Il faut dire que l’on est vite saisi·es par le rythme de la chorégraphie sportive que propose le roller derby, entre accélérations spectaculaires et empoignades au ralenti, et par la dextérité stylée de ces filles qui évoluent avec autant de grâce que de force sur leurs rollers quads (façon patins roulettes et non en ligne).
Un fonctionnement horizontal
Après le match et des heures de performances physiques à un rythme effréné, elles se retrouvent, leurs « armures » de joueuses rangées dans leurs sacs à dos, dans un petit café sur le boulevard proche.
Ensemble, elles refont le match, prévoient les futurs et échangent de façon aussi fluide et calme qu’elles patinent sur les parquets de jeu.
« Toutes les décisions de stratégies de jeu et de coaching sont prises collégialement, explique Major Kusanakill, elle-même venue des arts martiaux où elle a vécu sexisme et réflexions homophobes. On échange, on se consulte, c’est un fonctionnement très horizontal. Les coachs sont souvent tournants, nous n’avons pas, dans le roller derby, cette hiérarchie inamovible et toute-puissante que l’on peut constater dans d’autres sports. »

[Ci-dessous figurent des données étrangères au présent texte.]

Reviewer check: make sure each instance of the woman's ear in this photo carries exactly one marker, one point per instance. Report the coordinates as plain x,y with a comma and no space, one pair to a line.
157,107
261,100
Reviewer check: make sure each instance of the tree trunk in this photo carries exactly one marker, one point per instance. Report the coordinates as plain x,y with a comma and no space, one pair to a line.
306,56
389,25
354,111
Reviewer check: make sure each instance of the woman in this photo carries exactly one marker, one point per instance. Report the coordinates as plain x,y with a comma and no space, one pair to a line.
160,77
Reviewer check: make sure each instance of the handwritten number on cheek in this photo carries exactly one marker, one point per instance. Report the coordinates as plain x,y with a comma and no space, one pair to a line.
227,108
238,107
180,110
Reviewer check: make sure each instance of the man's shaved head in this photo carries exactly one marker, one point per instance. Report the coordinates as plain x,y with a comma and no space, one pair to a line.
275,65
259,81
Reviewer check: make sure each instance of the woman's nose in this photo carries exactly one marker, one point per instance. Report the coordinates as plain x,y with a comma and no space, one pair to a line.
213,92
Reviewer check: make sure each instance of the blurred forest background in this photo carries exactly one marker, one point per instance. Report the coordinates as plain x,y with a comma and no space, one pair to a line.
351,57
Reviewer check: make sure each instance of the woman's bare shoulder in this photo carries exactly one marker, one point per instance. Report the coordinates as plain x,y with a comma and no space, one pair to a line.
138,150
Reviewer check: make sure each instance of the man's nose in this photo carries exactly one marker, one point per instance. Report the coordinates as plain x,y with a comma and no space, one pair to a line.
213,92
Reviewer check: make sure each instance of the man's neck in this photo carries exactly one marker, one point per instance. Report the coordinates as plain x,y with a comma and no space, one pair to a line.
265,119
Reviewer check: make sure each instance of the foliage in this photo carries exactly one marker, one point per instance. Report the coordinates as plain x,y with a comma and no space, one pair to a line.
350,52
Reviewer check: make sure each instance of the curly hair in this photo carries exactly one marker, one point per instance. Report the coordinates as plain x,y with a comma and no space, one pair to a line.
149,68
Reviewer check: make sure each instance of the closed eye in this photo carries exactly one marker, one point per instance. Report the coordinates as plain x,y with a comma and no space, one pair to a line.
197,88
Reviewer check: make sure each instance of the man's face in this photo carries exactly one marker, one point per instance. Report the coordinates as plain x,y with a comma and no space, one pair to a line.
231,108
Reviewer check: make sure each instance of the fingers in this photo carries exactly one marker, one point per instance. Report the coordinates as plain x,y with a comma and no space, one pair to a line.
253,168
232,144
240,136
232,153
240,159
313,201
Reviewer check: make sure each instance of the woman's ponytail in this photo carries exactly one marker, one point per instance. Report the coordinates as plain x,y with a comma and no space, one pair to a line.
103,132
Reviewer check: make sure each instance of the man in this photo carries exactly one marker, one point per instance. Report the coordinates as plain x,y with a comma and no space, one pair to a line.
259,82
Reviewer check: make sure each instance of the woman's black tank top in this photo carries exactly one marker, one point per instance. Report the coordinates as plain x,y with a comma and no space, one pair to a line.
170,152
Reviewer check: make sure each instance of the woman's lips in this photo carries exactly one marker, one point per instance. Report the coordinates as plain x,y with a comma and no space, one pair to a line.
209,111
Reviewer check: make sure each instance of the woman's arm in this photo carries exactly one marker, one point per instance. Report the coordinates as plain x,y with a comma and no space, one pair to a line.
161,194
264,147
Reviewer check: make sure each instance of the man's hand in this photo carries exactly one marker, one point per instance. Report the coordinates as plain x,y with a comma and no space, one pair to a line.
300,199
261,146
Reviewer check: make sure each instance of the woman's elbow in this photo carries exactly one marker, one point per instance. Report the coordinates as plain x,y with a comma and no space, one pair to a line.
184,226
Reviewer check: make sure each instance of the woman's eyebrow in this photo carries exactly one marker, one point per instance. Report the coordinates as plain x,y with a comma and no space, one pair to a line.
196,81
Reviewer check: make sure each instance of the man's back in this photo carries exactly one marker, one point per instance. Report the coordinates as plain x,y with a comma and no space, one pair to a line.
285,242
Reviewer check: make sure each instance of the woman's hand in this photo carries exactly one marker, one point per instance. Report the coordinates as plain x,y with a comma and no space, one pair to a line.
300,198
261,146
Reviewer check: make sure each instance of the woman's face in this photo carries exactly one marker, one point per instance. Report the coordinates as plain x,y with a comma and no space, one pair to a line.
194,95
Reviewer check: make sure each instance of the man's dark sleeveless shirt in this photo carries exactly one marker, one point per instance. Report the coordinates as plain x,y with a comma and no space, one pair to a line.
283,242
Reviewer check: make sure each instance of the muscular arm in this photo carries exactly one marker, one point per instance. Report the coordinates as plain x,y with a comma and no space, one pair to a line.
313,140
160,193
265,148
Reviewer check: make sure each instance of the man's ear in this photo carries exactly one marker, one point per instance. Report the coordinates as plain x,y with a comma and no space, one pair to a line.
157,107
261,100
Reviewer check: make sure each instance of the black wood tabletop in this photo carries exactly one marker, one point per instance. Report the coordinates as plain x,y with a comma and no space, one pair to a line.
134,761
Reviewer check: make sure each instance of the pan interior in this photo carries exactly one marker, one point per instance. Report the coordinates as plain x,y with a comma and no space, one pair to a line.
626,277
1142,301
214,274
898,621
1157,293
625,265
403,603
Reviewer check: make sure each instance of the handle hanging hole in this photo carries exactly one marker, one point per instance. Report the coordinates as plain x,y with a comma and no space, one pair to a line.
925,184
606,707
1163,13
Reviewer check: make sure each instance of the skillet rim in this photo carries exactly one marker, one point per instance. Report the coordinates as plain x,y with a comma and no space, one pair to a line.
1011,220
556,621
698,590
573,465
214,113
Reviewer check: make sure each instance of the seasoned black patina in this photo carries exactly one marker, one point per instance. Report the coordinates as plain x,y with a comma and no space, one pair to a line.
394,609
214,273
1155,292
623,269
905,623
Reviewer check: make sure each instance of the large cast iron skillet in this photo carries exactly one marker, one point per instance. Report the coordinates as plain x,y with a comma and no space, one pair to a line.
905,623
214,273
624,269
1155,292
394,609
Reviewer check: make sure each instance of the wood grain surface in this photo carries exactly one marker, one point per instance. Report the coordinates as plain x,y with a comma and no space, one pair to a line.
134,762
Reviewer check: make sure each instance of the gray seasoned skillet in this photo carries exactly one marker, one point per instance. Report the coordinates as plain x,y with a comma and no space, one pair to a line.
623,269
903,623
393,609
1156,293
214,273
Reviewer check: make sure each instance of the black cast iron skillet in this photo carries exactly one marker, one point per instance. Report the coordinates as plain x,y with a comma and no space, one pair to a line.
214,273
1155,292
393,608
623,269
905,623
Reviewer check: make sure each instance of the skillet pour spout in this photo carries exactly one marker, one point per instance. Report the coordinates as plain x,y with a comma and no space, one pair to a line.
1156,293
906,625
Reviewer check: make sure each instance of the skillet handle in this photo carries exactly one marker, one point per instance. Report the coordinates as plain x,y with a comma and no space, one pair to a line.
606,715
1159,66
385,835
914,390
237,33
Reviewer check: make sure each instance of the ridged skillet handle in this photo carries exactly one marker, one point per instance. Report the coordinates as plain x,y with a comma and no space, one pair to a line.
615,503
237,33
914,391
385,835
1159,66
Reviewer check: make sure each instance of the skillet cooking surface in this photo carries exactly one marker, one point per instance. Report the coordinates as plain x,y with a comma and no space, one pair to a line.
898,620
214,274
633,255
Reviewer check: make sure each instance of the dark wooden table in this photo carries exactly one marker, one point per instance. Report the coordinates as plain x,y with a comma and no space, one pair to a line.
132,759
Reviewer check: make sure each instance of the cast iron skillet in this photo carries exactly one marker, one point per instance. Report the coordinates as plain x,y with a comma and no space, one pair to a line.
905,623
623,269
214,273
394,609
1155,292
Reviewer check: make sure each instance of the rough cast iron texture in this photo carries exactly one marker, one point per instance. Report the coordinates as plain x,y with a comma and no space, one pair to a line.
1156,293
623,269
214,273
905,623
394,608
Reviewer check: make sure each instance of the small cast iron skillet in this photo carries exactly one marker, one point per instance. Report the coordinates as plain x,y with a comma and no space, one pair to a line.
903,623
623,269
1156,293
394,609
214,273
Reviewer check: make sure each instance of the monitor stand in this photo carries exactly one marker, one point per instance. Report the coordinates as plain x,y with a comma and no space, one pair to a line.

Au fond de la salle du petit café de quartier où elles sont attablées, toutes témoignent surtout de ce que la pratique de ce sport leur a apporté, bien au-delà du plaisir du jeu et de la compétition.
Ce sport renforce notre confiance en nous, c’est indéniable
« Le roller derby m’a permis d’oser, m’a encouragée à m’affirmer dans la vie, à prendre des décisions », poursuit Major, elle qui n’imaginait pas, avant d’intégrer une équipe de roller derby, se mettre en short en public.
« Quand, pendant tout un week-end de tournoi, tu as bloqué des filles qui font en hauteur le double de toi, très clairement, tu arrives le lundi au boulot en te disant : on ne me la fera pas ! sourit Avocado (Clémentine), une jeune trentenaire qui travaille dans l’évènementiel. Ce sport renforce notre confiance en nous, c’est indéniable. C’est très intense, très physique. Il peut apparaître comme brutal mais il est très stratégique et demande beaucoup de concentration. On peut se bastonner pendant un match mais après on va toutes ensemble boire des coups ! »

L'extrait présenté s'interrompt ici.